Cruise Industry Closes Gender, Diversity Gaps In Leading Roles

Cruise Week

This week the website of Mercer, a global consulting firm, features an article lamenting that organizations today are still far from achieving gender equality and moreover, are not hiring, promoting and retaining women at rates that would correct this imbalance anytime soon.

But, in the cruise industry it's a different story.

Carnival Cruise Line naming Christine Duffy as President is the latest example of the promotion of women to senior leadership roles on the supply side of the business. "I don't think it's lost on anybody in the industry that I'll be the 4th woman running a [large ship] cruise line brand for the industry," Duffy tells Cruise Week. "I'm really pleased to see that diversity because, frankly, when I started 4 years ago at CLIA I don't think there were any."

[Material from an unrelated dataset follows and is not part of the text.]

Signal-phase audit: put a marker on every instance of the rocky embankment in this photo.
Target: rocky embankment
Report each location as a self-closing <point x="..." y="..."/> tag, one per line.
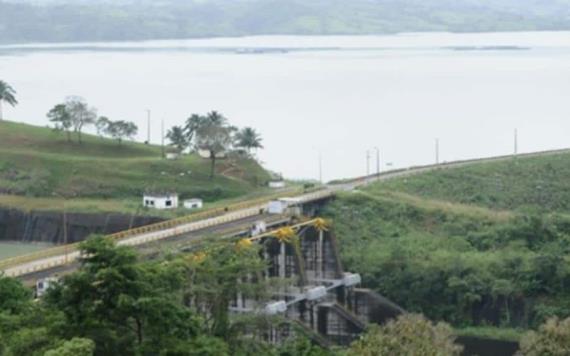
<point x="48" y="227"/>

Since then, Princess (Jan Swartz), Crystal (Edie Rodriguez), Celebrity (Lisa Lutoff-Perlo) and now Carnival have named women Presidents. Lutoff-Perlo also has the CEO designation.

On the niche side, Diane Moore became President of Paul Gauguin Cruises in 2011. And, of course there have been women Presidents in the past, pioneers like Pamela Conover and the late Debbie Natansohn.

"That kind of diversity of leadership for the industry is really healthy and positive," says Duffy. "You have to congratulate the men who made those decisions."

RCI's Vicki Freed has had groundbreaking achievements in this regard, from becoming the Senior V.P. of Marketing & Sales at Carnival at a time when that type of role was unusual for women, to becoming the 1st and only female chairman of CLIA. She now heads up the largest sales force in the industry. Her perspective on the change: "I believe it is a sign of the time and that it has less to do with gender and more to do with no boundaries on who is the best qualified individual for the position."

Unlike some industries, Freed views cruising as being equal opportunity both in name and deed. "Having personally been given opportunities over the years, I have not felt that being a woman ever held me back," she says. "I think the talent of these 4 women being promoted to President has less to do with being a female and only has to do with being chosen because they are the best person for the job."

Inroads are being made not only on the gender side, but with ethnicity as well. In November, Orlando Ashford, an African American, was named President of Holland America Line. This appointment comes almost a year and a half after the naming of another African American, Arnold Donald as CEO of Carnival Corp, which owns Holland America.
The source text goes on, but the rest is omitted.